Wikileaks has gained notoriety in the past few weeks for leaking confidential journals regarding the war (that was supposed to be over by now) in Afghanistan. I moseyed on over and checked out the documents myself. Boring. I supposed I should have dug deeper, because nestled in the controversy was this gem of a story. One of my least favorite newspapers has the scoop.
Mortars, Guns, Machettes….egh, the insurgents just find them all too boring of tools for killing invasive American Geologists. Poison beer, now that’s fun! That’s right, apparently the Wikileak documents purport that the ISI (Afghan spy agency) and insurgents actually intended on using the method with regularity. Americans do love them some beer, after all. And one American Geologists claims to have been a victim:
James Yeager, an American geologist who advised Afghanistan’s Ministry of Mines, tells the Monitor he returned to his residence in Kabul to find it had been burgled. The intruder took money from a drawer and left behind a bottle of Corona beer.
The Corona bottle sat on his counter for the next two weeks Yeager says, because Corona is one of his least favorite beers. He finally opened it during a going away party as the other drinks began to run low.
“I pulled it out and when I popped it there was no fizz and the cap was loose,” says Yeager. “Because this one didn’t have fizz you wonder if it went rancid or not, and I just kind of sniffed it and I went ‘Oh, that doesn’t smell like beer.’ ”
Yeager, a geochemist familiar with acids, realized it smelled like sulfuric acid – otherwise known as battery acid. He called a friend over who had the same reaction to the smell. Yeager poured the “beer” into the toilet and it foamed and fizzed, leaving “no question” in his mind it was sulfuric acid.
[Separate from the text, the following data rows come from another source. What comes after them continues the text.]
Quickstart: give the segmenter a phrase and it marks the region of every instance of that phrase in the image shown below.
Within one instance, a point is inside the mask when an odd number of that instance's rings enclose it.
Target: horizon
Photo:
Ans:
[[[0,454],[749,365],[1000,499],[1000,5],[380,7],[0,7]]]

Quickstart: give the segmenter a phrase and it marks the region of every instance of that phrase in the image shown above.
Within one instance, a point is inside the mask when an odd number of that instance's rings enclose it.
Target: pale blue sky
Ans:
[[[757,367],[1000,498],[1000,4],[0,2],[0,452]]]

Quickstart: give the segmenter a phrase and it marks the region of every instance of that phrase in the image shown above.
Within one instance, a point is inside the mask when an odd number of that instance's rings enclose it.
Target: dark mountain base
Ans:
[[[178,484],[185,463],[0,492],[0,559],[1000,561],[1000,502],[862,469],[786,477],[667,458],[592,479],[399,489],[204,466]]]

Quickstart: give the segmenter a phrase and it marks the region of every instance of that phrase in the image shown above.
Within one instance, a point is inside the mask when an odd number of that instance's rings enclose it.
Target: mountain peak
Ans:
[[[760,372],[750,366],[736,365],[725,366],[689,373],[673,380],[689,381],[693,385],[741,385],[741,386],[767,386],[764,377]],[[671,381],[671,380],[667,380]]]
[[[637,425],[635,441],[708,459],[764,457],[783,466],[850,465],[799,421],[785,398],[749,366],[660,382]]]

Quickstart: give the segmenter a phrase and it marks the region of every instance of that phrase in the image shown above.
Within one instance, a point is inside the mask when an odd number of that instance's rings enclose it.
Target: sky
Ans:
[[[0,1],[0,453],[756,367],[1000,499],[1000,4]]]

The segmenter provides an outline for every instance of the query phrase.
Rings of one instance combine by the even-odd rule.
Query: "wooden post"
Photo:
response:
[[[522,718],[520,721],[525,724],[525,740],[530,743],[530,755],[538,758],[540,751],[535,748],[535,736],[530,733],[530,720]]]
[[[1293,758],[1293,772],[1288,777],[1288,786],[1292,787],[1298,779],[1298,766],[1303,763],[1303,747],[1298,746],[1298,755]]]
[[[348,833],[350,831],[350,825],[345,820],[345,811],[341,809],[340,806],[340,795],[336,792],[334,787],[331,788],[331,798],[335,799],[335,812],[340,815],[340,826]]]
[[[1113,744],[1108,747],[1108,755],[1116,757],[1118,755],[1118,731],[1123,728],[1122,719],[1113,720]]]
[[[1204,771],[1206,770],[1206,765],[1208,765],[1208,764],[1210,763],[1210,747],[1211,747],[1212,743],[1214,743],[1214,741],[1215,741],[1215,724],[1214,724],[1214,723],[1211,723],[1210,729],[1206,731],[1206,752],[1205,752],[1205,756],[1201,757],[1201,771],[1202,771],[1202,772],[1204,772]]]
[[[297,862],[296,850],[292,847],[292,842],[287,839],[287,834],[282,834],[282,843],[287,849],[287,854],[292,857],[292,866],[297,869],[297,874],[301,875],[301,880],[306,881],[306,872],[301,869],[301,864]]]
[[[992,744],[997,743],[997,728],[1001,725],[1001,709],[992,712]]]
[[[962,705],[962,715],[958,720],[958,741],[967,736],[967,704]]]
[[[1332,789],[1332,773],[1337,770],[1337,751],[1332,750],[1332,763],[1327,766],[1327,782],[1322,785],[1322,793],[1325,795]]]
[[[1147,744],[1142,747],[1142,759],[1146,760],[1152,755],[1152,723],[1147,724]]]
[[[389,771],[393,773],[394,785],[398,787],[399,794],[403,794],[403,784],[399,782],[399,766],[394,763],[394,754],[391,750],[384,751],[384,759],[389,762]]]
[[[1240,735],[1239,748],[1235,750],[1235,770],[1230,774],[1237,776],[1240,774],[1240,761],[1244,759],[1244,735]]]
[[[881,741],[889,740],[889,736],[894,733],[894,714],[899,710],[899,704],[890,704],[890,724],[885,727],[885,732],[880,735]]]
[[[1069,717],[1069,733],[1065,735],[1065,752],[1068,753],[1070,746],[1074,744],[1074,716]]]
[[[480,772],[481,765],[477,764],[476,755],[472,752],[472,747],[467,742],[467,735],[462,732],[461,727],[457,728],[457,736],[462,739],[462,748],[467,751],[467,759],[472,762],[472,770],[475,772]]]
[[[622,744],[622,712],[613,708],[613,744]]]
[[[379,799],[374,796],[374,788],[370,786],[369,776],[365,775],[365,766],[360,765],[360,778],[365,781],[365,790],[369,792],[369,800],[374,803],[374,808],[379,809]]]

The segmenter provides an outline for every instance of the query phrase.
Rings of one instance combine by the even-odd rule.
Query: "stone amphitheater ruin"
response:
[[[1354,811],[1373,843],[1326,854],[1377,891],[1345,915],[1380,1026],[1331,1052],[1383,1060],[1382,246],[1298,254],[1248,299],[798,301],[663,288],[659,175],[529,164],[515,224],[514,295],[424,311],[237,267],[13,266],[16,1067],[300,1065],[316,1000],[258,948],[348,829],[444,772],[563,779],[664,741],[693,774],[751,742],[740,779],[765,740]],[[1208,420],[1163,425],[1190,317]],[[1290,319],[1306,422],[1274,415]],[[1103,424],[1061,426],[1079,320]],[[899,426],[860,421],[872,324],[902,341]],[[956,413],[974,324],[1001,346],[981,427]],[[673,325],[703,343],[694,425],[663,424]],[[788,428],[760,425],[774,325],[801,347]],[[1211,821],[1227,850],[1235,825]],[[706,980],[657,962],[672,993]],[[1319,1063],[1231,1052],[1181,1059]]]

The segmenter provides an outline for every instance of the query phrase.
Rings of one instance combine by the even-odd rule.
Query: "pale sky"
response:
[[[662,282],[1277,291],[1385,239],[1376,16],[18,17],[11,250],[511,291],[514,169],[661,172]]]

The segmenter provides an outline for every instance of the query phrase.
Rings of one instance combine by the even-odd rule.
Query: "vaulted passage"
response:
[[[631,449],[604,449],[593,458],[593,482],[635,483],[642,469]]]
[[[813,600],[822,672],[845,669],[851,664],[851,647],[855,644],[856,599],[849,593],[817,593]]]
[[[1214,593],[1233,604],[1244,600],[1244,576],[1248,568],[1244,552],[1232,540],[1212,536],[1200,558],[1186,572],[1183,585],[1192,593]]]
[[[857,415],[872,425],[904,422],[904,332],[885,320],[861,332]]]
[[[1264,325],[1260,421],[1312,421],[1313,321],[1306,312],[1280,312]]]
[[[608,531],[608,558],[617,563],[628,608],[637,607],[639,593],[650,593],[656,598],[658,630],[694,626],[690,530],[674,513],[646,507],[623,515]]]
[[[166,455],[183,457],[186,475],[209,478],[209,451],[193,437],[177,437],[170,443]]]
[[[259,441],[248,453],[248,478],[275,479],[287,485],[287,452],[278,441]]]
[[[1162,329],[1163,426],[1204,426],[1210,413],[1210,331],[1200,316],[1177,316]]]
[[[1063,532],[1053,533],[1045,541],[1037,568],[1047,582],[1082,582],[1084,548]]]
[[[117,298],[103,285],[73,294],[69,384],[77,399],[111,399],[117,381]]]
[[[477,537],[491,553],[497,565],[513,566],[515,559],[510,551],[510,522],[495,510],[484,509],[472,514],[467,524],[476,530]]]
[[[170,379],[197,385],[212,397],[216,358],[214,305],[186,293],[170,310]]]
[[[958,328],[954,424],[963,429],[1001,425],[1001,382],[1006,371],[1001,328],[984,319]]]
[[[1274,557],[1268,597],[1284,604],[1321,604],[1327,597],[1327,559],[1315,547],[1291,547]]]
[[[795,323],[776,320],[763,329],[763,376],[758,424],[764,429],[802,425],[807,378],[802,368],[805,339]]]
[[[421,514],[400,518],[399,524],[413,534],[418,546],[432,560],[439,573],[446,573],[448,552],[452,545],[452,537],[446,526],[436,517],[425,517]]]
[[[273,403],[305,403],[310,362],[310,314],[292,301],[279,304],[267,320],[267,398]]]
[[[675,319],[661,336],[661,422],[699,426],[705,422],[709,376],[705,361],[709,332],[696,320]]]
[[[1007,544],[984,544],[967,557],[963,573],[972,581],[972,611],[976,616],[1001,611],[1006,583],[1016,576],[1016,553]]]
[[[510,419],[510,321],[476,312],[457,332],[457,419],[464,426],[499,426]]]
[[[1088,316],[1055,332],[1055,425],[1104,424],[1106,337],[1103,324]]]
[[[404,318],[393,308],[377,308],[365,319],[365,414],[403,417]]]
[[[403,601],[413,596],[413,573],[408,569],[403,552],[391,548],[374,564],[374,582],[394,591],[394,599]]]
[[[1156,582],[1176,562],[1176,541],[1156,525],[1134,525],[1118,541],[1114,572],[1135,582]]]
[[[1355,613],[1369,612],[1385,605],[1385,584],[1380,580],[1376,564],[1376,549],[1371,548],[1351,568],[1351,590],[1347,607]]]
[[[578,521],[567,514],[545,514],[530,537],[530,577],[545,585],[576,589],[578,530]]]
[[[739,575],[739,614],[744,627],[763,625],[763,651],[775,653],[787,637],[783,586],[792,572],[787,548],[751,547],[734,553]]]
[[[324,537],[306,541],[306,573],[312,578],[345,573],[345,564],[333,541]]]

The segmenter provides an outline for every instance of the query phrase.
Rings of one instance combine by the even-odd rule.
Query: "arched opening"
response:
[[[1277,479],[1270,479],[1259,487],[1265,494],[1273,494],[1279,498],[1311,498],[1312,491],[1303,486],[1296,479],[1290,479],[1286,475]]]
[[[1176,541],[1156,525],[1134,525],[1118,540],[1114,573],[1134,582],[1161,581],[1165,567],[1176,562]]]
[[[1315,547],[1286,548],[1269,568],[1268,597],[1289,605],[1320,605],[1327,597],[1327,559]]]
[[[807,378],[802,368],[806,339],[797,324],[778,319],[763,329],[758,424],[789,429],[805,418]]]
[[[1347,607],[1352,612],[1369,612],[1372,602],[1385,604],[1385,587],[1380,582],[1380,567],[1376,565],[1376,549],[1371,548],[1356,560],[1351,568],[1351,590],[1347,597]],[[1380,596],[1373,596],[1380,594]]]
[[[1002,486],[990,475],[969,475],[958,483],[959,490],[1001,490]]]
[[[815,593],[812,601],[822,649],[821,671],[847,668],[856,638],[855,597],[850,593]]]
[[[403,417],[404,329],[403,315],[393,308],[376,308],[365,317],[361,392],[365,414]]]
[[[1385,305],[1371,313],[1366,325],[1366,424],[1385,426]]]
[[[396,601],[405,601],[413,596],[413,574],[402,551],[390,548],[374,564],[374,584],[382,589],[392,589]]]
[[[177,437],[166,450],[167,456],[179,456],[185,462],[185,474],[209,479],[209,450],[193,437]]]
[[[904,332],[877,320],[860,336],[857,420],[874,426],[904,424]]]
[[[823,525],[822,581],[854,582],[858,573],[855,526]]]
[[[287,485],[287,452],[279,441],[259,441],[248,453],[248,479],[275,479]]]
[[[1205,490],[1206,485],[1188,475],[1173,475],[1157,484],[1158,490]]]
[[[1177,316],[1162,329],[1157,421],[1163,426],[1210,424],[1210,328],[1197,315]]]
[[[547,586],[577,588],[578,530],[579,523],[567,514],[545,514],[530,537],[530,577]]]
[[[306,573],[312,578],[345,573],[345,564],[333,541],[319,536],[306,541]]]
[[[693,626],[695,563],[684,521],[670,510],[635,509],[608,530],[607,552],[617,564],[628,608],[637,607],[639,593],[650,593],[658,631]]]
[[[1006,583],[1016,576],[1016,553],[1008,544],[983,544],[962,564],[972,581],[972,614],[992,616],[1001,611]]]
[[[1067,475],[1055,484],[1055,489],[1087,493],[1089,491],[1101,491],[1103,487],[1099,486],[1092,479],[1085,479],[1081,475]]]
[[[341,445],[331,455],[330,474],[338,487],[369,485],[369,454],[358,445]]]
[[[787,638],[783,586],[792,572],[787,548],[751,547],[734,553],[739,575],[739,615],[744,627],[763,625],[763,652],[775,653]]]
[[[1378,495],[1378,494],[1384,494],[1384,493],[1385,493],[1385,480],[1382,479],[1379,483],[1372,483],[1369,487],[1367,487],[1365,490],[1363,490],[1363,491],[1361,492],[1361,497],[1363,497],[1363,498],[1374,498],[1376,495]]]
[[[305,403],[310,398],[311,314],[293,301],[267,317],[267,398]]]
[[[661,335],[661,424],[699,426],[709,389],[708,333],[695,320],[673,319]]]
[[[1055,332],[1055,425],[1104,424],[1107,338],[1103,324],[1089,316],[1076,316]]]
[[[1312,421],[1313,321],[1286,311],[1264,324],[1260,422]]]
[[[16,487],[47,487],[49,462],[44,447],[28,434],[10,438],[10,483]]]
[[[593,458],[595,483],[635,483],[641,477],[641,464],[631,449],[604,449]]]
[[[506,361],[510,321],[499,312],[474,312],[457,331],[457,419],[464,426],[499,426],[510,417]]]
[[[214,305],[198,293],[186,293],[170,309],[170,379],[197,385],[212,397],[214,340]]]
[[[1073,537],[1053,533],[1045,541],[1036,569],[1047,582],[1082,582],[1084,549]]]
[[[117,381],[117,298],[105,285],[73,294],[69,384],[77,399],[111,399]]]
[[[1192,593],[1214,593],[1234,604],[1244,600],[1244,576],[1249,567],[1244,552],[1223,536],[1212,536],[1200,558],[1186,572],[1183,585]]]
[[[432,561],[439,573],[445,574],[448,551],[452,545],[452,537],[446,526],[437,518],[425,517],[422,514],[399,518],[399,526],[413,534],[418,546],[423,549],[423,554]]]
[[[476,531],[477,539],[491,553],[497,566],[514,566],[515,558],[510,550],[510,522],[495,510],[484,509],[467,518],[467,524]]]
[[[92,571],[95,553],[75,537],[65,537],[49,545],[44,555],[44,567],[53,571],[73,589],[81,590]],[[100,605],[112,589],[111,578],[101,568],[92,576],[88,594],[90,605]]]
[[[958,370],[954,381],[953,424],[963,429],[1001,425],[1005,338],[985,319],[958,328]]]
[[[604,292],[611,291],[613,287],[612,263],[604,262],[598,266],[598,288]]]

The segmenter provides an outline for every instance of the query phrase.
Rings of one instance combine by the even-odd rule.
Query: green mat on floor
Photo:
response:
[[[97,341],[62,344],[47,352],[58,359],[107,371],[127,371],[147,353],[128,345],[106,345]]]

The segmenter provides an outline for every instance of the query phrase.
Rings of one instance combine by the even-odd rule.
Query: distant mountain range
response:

Interestingly, the plan seems to have fouled up a bit at the beer choice. Had it not been a disgusting Corona and perhaps a nice IPA, Yeager would have quaffed the beer without hesitating. Silly insurgents. They didn’t even leave a lime? Lucky for Yeager, his discriminating taste buds saved him from an esophagus full of Sulphuric Acid.
This puts a whole new spin on the term, “Alcohol Poisoning.”
In case anybody wonders, I will not be visiting Afghanistan any time soon.